I'm trying to understand the Universal Coefficients Theorem for homology but I don't really get what the map $$ H_n(C; G) \to \mathrm{Tor}(H_{n-1}(C), G) $$ should be.

The construction should be the following: you take the short exact sequence $$ 0 \to Z_n \to C_n \xrightarrow{\partial} B_{n-1} \to 0 $$ which splits and hence exactness is preserved after tensoring with $G$: $$ 0 \to Z_n \otimes G \to C_n \otimes G \xrightarrow{\partial \otimes id} B_{n-1} \otimes G \to 0. $$

Hence, we can consider the long exact sequence in homology, which looks like $$ \dots \to Z_n \otimes G \to H_n(C; G) \xrightarrow{\phi} B_{n-1} \otimes G \to \dots $$ (here the outer chain complexes are endowed with the zero differentials).

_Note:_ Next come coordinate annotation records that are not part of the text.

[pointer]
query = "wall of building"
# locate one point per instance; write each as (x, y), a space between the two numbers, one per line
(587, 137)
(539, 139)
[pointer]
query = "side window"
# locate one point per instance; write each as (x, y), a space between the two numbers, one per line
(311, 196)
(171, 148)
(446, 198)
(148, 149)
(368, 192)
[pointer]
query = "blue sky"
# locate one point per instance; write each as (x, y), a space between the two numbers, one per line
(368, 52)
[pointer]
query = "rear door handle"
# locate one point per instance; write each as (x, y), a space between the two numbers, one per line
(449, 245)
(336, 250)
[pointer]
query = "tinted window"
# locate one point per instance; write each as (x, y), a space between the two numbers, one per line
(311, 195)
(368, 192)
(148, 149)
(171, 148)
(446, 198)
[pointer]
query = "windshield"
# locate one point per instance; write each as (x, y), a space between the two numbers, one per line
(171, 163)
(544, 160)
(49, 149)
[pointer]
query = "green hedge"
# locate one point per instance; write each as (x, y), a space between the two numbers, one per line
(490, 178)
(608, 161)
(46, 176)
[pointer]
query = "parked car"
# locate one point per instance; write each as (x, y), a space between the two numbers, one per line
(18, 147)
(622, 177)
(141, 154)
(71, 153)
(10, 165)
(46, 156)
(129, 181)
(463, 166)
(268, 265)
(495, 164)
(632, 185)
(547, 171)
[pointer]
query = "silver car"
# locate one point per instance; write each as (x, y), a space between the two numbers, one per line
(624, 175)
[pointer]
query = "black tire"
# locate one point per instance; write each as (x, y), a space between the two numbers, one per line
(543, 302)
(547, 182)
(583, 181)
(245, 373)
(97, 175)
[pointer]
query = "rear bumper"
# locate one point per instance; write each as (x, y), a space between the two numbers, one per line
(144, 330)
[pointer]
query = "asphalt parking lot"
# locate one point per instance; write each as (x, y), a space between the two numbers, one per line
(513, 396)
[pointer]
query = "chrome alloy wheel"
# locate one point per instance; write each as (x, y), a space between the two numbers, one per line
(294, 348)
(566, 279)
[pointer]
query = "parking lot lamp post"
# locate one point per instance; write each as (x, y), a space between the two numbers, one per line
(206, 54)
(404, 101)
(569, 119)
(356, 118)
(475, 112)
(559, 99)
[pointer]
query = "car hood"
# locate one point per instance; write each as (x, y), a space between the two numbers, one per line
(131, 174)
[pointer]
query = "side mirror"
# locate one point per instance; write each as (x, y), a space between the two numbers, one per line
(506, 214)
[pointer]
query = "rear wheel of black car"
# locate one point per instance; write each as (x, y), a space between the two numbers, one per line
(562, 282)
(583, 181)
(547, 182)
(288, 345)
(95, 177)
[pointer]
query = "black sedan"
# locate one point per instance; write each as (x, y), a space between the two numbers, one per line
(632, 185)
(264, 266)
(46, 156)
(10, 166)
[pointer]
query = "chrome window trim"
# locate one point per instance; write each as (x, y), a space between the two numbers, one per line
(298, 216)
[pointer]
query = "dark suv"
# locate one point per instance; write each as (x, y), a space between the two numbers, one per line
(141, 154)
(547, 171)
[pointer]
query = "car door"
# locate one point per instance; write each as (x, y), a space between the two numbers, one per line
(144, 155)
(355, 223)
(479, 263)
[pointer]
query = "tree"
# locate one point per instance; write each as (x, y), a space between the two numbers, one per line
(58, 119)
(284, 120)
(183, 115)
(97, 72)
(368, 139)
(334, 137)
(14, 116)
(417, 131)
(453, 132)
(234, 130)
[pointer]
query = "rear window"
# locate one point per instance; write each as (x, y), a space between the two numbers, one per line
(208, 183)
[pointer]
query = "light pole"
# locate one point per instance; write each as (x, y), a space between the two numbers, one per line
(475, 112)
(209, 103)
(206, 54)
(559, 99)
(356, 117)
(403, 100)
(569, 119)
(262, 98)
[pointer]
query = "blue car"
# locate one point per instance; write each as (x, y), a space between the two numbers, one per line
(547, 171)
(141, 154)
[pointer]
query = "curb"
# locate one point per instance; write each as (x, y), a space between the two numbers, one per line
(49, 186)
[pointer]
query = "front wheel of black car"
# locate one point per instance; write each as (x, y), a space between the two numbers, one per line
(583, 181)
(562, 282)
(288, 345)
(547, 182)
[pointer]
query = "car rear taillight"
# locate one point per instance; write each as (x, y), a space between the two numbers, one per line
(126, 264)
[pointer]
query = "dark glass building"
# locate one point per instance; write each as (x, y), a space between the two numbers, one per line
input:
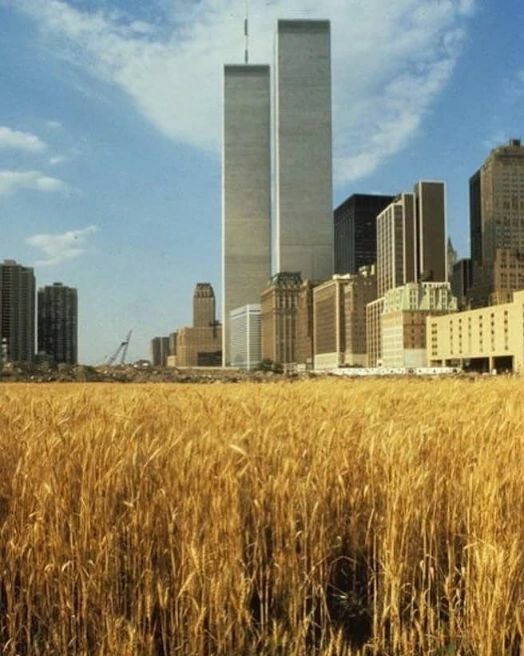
(356, 231)
(58, 323)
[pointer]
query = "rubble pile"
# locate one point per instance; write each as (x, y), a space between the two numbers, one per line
(63, 373)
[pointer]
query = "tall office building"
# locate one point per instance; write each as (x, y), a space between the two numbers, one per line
(302, 149)
(355, 222)
(159, 348)
(58, 322)
(497, 224)
(396, 260)
(199, 345)
(17, 311)
(430, 233)
(246, 189)
(245, 334)
(279, 308)
(461, 282)
(203, 305)
(411, 238)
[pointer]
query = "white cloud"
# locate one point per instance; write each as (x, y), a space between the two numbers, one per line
(57, 248)
(15, 140)
(11, 181)
(390, 62)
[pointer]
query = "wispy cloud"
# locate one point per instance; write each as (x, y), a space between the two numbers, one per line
(60, 247)
(391, 60)
(12, 181)
(16, 140)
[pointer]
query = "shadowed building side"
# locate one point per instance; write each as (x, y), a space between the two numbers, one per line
(246, 190)
(58, 323)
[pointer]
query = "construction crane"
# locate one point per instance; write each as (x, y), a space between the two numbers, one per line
(122, 349)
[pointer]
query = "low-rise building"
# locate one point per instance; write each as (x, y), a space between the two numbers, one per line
(244, 331)
(482, 339)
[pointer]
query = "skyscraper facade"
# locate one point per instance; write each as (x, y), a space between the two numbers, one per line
(497, 225)
(279, 309)
(430, 244)
(246, 189)
(396, 259)
(58, 322)
(303, 149)
(17, 311)
(159, 348)
(355, 223)
(203, 305)
(245, 337)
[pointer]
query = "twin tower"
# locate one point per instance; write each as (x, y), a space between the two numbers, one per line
(277, 160)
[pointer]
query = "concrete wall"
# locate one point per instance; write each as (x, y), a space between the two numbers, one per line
(303, 160)
(246, 189)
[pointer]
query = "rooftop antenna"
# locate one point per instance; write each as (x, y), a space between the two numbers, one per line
(246, 33)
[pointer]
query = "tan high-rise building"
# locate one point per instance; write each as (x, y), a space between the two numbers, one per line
(497, 225)
(411, 248)
(411, 238)
(329, 326)
(396, 262)
(358, 293)
(203, 305)
(339, 319)
(246, 189)
(199, 345)
(404, 321)
(305, 333)
(17, 311)
(279, 304)
(374, 332)
(159, 348)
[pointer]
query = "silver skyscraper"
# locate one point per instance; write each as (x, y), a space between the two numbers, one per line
(246, 190)
(302, 149)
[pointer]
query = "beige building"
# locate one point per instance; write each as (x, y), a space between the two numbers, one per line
(396, 244)
(374, 332)
(483, 339)
(358, 293)
(203, 305)
(199, 345)
(279, 304)
(304, 344)
(497, 225)
(329, 326)
(404, 321)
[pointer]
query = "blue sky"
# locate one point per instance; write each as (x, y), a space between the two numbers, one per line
(110, 132)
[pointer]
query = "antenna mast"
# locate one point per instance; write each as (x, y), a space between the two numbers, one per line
(246, 33)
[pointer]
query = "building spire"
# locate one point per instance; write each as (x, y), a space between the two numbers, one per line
(246, 33)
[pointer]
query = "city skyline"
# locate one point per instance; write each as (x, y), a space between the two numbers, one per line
(98, 190)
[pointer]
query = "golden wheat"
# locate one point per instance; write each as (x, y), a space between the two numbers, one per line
(329, 517)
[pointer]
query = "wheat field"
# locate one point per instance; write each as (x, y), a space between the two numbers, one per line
(321, 517)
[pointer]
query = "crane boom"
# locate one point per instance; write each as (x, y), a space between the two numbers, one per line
(121, 349)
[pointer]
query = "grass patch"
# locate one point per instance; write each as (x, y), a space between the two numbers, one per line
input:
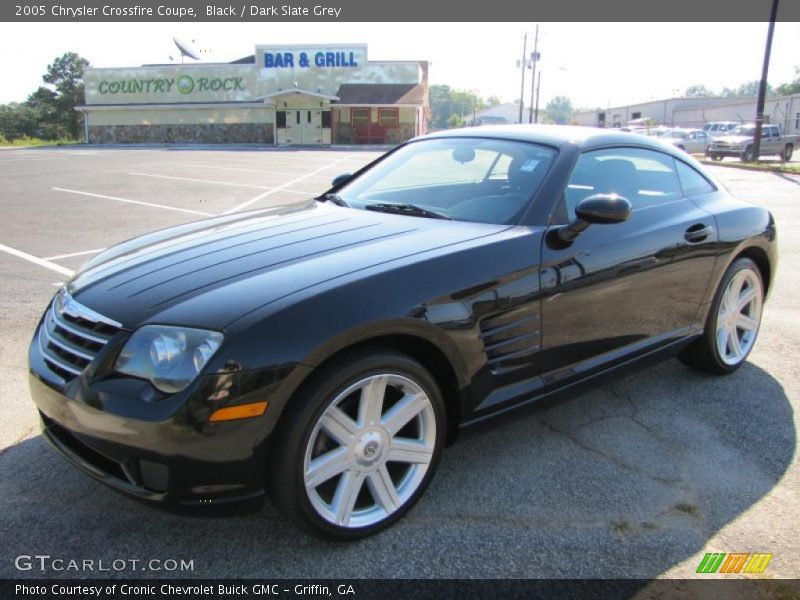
(29, 141)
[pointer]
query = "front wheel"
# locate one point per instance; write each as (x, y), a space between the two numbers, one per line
(733, 321)
(359, 448)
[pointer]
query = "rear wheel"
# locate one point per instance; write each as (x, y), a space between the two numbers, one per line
(733, 321)
(358, 450)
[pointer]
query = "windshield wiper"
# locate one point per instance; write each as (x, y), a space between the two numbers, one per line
(335, 198)
(406, 209)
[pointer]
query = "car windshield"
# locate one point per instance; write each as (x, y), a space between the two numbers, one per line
(748, 130)
(465, 179)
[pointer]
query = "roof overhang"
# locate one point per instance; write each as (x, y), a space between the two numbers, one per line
(173, 106)
(298, 92)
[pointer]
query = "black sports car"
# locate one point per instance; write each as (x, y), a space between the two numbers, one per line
(325, 352)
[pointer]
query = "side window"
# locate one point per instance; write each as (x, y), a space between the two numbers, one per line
(644, 177)
(693, 183)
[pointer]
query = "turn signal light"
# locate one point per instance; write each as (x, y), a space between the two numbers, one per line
(242, 411)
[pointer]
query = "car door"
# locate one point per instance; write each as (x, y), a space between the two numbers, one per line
(623, 289)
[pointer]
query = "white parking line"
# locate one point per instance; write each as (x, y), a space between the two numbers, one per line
(42, 262)
(284, 186)
(207, 166)
(71, 254)
(139, 202)
(258, 187)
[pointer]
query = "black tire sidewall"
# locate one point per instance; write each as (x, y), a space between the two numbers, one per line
(287, 485)
(711, 325)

What I don't understand is why $\phi$ is not the zero map. Every element of $H_n(C; G)$ is represented by an element of $\mathrm{ker}(\partial \otimes id)$, which is $Z_n \otimes G$ by exactness.

There is something weird going on with the tensor product but I can't get my head around it. I know this is a duplicate of a (really) old post but I don't think the answers there were satisfactory. Can anyone help me?

Answer 1

The homology classes in $H_n(C;G)$ are represented by elements of the kernel of $\partial\otimes id\colon C_n\otimes G\rightarrow C_{n-1}\otimes G$ (the differential of the chain complex $C_{\bullet}\otimes G$). The notational abuse is a detriment here, but this is not the same thing as the kernel of $\partial_B\otimes id\colon C_n\otimes G\rightarrow B_{n-1}\otimes G$ (I've put an index on this map to differentiate it from the other one). Why, you ask? Consider that we have a commutative triangle (I'm only drawing a square, because this site doesn't have proper support for drawing commtuative diagrams) $\require{AMScd}$ \begin{CD} C_n @>\partial_B>> B_{n-1}\\ @V\partial V V @VVV\\ C_{n-1} @= C_{n-1}. \end{CD} Tensoring this diagram with $G$, we obtain the diagram of interest \begin{CD} C_n\otimes G @>\partial_B\otimes id>> B_{n-1}\otimes G\\ @V\partial\otimes id V V @VVV\\ C_{n-1}\otimes G @= C_{n-1}\otimes G. \end{CD} The commutativity of this diagram implies that $\ker(\partial_B\otimes id)\subseteq\ker(\partial\otimes id)$, but the catch is that whilst $B_{n-1}\rightarrow C_{n-1}$ is an inclusion, tensoring with $G$ can destroy its injectivity and so $B_{n-1}\otimes G\rightarrow C_{n-1}\otimes G$ is not injective anymore in general, which makes the kernel of $\partial\otimes id$ larger. You are correct to observe that $\phi$ vanishes on $\ker(\partial_B\otimes id)$, so, in a sense, what the non-triviality of $\phi$ measures is precisely the failure of $-\otimes G$ to preserve the injectivity of $B_{n-1}\rightarrow C_{n-l}$.

To see an explicit example, consider the chain complex $$\dotsc\rightarrow0\rightarrow\mathbb{Z}\stackrel{2\cdot}{\rightarrow}\mathbb{Z}\rightarrow0\rightarrow\dotsc.$$ Here, the non-trivial terms are in degree $1$ and $0$. The inclusion $B_0\rightarrow C_0$ then is the inclusion $2\mathbb{Z}\rightarrow\mathbb{Z}$. If you tensor with $G=\mathbb{Z}/2\mathbb{Z}$, you obtain the zero map $\mathbb{Z}/2\mathbb{Z}\rightarrow\mathbb{Z}/2\mathbb{Z}$, which is not injective. In fact, $\phi$ in this case is an isomorphism $H_1(C;\mathbb{Z}/2\mathbb{Z})\rightarrow\mathbb{Z}\otimes\mathbb{Z}/2\mathbb{Z}\cong\mathbb{Z}/2\mathbb{Z}$.